Il suo intervento inizia così:

“Se ci penso bene, frequento ambienti cattolici da sempre. A 4 anni sono stata iscritta a scuola dalle suore. A 7 anni al catechismo. A 10 anni ho cominciato a frequentare l’azione cattolica e mi sento di dire, con una certa approssimazione al vero, che non ho mai più smesso. Una delle prime cose che impari negli ambienti cattolici è che il Signore ha una vocazione per te, un progetto e quando lo troverai sarai felice. Così io mi sono messa lì ed ho aspettato la mia vocazione, la mia chiamata: avrei detto “si” e ne sarei stata felice. Nella mia testa la vocazione era costituita da due grandi elementi: un lavoro, il mio lavoro, ed un compagno: l’uomo della mia vita, uno, quello giusto, per sempre. Mi sono messa ad aspettare, qualcosa sarebbe successo. Ed effettivamente sono successe parecchie cose: ho intrapreso un paio di carriere ma ho fallito entrambe e ho frequentato qualche uomo ma le mie storie finivano tutte. Qualcosa non tornava, dov’era la mia vocazione: Dio si era dimenticato di me? C’è una parte del profeta Isaia dove Dio dice: “Può una donna dimenticarsi di suo figlio? Se pure una donna si dimenticasse, io non ti dimenticherò”, se il Dio della Bibbia è quello in cui credo, allora Dio non dimentica, non mi dimentica. Eppure i conti non tornavano, qualcosa non andava. Allora forse la vocazione non è un copione da eseguire, un destino (amoroso e non) da incontrare, anche perché più passava il tempo più mi accorgeva che gli incontri, le possibilità che la vita mi dava dipendevano spesso da me, dalle mie paure, dai limiti che mi imponevo o che riuscivo a superare. Ho cominciato a pensare che forse la vocazione era qualcosa di più determinante, di più profondo di un titolo di studio o di uno stato all’anagrafe. Mi sono chiesta ad esempio che vocazione avevano quelli che erano bloccati in un letto: quelli Dio li aveva scaricati? Erano inabili alla vocazione? Ma il Dio che conosco io è quello che ha un pensiero per tutti, specie per gli ultimi. Così ho cominciato a pensare che la vocazione prima che un fare, è un essere, un modo di stare nel mondo, un modo di calpestare la terra, un modo unico, che ognuno di noi ha se lo tira fuori e può essere suo in un letto d’ospedale, in un bar, in un campo di concentramento, da moglie, da single, da suora, da impiegato …”

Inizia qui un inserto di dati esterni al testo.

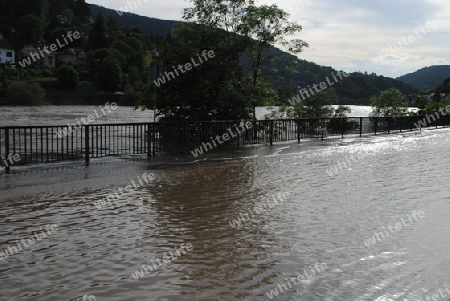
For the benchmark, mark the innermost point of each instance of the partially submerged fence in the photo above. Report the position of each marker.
(37, 144)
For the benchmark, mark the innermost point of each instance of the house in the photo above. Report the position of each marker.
(7, 54)
(48, 59)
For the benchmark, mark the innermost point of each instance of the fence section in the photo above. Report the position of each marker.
(37, 144)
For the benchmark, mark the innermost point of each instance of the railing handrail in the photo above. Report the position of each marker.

Dietro Annalisa improvvisamente spunta una scritta a caratteri cubitali:

“Abitare con se stessi per vivere nel modo più pieno possibile la propria umanità,
dunque la propria vocazione, poiché essa, prima di esprimersi in una scelta,
è più radicalmente una postura da assumersi nell’esistenza!”
(Enzo Bianchi, Monaco di Bose)

Annalisa ci racconta che un giorno, nell’introduzione di un libro, ha trovato questa frase: “la vocazione, prima che esprimersi in una scelta, è più radicalmente una postura”.

Una postura, un modo di stare nel mondo, di calpestare la terra: ogni uomo ne ha una. Vocazione è trovare quel modo, costruirlo, rinegoziarlo ogni giorno, ad ogni incontro. Annalisa dice di essere una donna e di esserlo profondamente, fra le braccia di ogni uomo che la ha stretta e lontano da quelle braccia, lo è in una promessa di fedeltà e nella solitudine di certe stagioni. Annalisa è un grembo fertile, è accoglienza: lo è se genera, se anima, se gioca, se fa l’avvocato, il professore, il salumiere, il giornalaio: lo è in ogni istante della sua vita e lo è a prescindere da titoli e sottotitoli. Da sempre e per sempre. Dunque vocazione come postura, come modo di stare al mondo.

La serata si conclude con la lettura del brano dell’annunciazione di Maria (Lc 1,26-38) e con le parole di don Paolo a fare sintesi dei momenti vissuti e a ricordarci che anche Maria ha saputo dire il suo , il suo eccomi mentre stava facendo chissà cosa, semmai lavando a terra, facendo il bucato oppure leggendo qualcosa. E proprio da quella scelta di Maria, del suo essere pienamente e liberamente se stessa, è proprio da quel modo di essere, da quella “postura” che ha inizio la storia più bella e grande che ha stravolto e ancora stravolge l’umanità.